Where you’re from: A little town called Woodland, Oregon.
Where you’re at: Portland, OR.
Occupation: Global Design Director for Nike.
What is your favorite Dunk and why?
I would say the Goldenrods or the Michigan colorway. It’s like what’s the greatest original colorway? What’s the greatest collaboration colorway? What’s the greatest SB colorway? The Dunk is now so many personalities it’s hard to say which is my favorite Dunk. But any of the original Be True to Your School colors will probably always be my favorite Dunks.
How does “Be True to Your School” apply to your work on the Dunk?
I’m a really big basketball geek so I remember watching all of those guys in Sports Illustrated and Derrick Coleman–when he was wearing them at Syracuse–I thought that was insane. I just remember going, “what are those shoes?!” There are so many crazy things happening with the Dunk, what if the creative direction for the season is just going
back to the original “Be True to your school?” Let’s look at what they did back in the day and figure out how to make a few little tweaks but really stay true to that.
How will that manifest itself in 08?
We started looking at it and thought there were a lot of great similarities between the kid who camps out for a Duke game and a kid who camps out for a Dunk. So what we want to do is a series of Dunks around those colleges around the US which kids are really passionate about their basketball team. We are going to do a Duke Dunk that’s only going to be sold in Durham, North Carolina. We are going to do a North Carolina Dunk that’s only to be sold in Chapel Hill, North Carolina. So if you don’t live in Chapel Hill you are not going to get the shoe. It’s only going to be sold there. It’s really, really special for the kid who is buying it, and it’s relevant and it’s local.
What’s one of your proudest creations at Nike?
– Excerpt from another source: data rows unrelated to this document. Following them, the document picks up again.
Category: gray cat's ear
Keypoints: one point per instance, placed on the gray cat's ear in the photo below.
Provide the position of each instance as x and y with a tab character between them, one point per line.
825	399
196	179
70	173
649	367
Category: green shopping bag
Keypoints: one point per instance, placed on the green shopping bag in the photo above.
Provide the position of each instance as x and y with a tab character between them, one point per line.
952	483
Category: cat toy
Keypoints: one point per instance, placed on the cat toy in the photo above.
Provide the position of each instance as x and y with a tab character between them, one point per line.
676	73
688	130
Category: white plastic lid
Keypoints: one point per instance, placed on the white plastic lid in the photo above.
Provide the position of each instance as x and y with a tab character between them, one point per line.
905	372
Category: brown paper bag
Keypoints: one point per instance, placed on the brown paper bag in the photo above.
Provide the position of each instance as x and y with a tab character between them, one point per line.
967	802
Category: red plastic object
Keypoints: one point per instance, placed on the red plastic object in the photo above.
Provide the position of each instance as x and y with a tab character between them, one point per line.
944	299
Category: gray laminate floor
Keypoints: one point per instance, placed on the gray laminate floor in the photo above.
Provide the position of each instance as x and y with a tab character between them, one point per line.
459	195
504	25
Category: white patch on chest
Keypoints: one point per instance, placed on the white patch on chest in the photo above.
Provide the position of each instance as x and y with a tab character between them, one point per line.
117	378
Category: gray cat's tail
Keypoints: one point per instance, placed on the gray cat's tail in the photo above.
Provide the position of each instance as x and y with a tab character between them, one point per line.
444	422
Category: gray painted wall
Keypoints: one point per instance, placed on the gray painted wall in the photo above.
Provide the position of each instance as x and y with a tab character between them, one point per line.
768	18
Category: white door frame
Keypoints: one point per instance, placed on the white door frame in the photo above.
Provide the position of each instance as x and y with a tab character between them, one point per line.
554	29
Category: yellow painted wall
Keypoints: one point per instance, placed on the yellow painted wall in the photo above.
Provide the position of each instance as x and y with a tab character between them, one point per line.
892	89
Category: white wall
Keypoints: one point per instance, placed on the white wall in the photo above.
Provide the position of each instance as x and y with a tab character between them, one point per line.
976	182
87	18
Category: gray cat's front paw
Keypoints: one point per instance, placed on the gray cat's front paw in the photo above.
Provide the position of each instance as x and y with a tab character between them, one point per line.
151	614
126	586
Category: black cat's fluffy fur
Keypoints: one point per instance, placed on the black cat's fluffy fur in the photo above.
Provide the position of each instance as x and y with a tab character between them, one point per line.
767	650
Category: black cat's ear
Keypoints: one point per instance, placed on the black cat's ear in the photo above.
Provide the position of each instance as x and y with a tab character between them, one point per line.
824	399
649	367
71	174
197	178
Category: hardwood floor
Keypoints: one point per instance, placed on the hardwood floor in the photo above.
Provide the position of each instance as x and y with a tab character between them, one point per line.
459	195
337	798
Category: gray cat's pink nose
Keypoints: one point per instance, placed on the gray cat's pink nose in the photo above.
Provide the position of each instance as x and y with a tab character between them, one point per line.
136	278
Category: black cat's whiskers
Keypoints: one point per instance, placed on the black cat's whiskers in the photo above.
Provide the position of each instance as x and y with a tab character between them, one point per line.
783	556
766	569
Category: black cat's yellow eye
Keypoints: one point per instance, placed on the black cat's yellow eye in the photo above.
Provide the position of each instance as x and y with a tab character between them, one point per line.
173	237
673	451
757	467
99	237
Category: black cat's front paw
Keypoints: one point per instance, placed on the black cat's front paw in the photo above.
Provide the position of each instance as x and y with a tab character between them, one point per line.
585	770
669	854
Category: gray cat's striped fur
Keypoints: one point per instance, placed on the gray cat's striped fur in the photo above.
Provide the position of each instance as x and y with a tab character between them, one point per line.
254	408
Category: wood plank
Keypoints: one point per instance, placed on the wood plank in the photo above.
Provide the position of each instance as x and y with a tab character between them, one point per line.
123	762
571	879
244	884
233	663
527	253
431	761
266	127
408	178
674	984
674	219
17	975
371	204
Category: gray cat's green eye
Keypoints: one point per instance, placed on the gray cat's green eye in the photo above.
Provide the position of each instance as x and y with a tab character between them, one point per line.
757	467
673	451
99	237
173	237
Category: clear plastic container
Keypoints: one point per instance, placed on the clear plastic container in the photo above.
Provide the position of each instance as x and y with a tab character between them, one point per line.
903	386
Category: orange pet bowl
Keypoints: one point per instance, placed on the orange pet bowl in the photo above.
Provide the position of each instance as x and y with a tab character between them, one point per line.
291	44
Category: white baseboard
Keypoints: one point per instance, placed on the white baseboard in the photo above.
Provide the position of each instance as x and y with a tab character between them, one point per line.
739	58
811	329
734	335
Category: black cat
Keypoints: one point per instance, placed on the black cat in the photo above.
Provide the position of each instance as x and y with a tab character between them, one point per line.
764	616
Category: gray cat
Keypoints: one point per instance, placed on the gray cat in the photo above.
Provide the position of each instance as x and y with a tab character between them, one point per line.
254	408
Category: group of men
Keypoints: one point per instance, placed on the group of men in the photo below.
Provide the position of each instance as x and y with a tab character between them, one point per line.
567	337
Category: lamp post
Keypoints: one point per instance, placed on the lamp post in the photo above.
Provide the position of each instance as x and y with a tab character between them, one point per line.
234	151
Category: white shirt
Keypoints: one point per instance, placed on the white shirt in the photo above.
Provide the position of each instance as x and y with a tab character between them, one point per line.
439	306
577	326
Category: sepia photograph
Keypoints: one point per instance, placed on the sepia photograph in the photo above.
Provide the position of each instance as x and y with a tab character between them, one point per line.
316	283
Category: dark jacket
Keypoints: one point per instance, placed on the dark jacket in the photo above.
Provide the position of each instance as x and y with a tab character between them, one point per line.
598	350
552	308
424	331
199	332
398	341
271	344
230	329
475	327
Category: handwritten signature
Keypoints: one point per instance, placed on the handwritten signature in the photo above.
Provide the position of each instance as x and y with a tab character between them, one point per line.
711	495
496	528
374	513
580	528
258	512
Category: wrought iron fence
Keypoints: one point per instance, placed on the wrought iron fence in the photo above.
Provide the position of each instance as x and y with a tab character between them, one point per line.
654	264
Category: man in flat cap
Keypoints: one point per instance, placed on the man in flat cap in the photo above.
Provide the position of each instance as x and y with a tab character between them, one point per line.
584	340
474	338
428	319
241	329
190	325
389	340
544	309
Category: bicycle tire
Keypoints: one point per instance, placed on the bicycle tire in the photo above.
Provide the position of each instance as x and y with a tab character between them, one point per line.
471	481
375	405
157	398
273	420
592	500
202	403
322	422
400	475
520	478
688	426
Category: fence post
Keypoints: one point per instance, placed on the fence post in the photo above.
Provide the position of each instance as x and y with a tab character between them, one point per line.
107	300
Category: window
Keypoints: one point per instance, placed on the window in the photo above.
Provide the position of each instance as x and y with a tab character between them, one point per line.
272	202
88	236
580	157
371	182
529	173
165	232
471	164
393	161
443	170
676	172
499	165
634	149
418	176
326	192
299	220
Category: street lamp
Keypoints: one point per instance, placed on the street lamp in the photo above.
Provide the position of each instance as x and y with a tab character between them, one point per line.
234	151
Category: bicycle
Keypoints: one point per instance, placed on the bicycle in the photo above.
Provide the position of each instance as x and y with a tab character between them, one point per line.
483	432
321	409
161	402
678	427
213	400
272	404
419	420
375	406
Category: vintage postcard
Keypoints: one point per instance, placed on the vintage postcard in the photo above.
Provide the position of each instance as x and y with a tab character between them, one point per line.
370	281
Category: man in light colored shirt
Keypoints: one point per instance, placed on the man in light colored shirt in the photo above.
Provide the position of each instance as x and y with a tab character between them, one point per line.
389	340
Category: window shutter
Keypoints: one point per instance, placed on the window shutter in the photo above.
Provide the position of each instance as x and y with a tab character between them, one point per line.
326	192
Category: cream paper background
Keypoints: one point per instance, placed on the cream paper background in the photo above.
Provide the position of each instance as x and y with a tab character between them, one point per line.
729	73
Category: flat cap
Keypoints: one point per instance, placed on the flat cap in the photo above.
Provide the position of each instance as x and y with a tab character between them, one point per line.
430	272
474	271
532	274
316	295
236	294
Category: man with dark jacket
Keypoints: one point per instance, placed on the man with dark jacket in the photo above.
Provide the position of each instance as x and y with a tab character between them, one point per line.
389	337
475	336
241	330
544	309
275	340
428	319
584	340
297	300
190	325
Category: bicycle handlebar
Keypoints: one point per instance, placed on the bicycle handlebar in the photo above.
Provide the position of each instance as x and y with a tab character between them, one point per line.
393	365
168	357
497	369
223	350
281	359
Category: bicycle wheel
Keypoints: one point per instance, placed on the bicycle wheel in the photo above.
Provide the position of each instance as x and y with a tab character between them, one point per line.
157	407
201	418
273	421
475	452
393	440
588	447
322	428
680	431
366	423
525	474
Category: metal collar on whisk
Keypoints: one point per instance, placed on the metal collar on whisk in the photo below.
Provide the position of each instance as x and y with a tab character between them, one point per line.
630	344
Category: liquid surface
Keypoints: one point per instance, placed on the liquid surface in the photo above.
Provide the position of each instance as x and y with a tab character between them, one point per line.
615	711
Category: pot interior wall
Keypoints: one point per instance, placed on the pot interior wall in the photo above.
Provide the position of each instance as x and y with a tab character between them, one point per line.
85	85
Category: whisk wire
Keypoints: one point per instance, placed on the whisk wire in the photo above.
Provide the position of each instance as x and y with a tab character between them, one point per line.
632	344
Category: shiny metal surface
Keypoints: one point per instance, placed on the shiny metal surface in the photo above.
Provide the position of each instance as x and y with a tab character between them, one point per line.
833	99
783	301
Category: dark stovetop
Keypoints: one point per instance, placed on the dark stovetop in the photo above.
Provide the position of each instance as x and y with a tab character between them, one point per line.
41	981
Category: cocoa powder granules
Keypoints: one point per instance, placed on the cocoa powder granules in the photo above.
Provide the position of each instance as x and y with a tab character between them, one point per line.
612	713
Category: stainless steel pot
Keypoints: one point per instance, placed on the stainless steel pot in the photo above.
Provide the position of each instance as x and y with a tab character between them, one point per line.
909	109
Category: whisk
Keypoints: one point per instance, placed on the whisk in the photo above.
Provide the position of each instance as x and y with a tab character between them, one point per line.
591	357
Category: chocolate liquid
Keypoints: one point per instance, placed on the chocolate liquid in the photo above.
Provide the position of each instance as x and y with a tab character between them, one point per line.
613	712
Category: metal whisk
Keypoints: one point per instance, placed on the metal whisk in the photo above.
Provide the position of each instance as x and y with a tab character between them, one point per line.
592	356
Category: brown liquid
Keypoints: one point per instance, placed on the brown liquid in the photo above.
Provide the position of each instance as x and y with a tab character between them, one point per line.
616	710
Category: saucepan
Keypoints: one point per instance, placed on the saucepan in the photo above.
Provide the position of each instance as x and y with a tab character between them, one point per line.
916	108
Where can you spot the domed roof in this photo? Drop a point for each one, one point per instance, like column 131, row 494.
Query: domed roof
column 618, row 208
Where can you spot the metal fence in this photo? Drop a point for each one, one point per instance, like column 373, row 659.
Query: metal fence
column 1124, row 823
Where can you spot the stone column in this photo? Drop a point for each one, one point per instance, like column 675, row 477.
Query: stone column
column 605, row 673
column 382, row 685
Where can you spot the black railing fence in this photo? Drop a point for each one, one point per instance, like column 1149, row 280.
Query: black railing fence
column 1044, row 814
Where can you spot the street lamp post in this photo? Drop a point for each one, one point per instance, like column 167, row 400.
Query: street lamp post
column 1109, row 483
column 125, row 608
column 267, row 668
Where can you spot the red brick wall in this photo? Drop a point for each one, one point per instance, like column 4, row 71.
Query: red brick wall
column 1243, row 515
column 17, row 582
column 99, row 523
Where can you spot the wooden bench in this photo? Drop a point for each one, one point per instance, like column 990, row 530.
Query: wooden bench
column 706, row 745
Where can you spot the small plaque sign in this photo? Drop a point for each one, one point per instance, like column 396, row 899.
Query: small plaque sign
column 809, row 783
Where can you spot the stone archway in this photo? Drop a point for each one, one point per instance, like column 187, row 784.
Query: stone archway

To me my favorite shoe that we have done is probably the hybrid with Anthony Hope from the innovation kitchen. This is the trainer Dunk Low. The shoe is great just because when we first showed the concepts people wanted us to drop it. I remember being in New York and there were like twenty Nike people that say whether a shoe is going to make it or not. I remember calling Anthony Hope going, “Dude they completely hated the concept, they didn’t get it”. Then I came back to Portland and on my way back I was talking to Parker and Mark was like “Keep going, you have something there. Just think it through and make sure what you’re doing is the right thing to do for the sneaker game. And if it is, then keep going.” So if he hadn’t of said that, then we would have dropped the project all together, it wouldn’t have happened, because people were like, “Don’t do it, it’s going to ruin the sneaker game, kids are going to be pissed. Youre going to ruin the Dunk, you’re going to ruin the Trainer One,” and we were like “no, no, no, you don’t get it. It’s making it better.”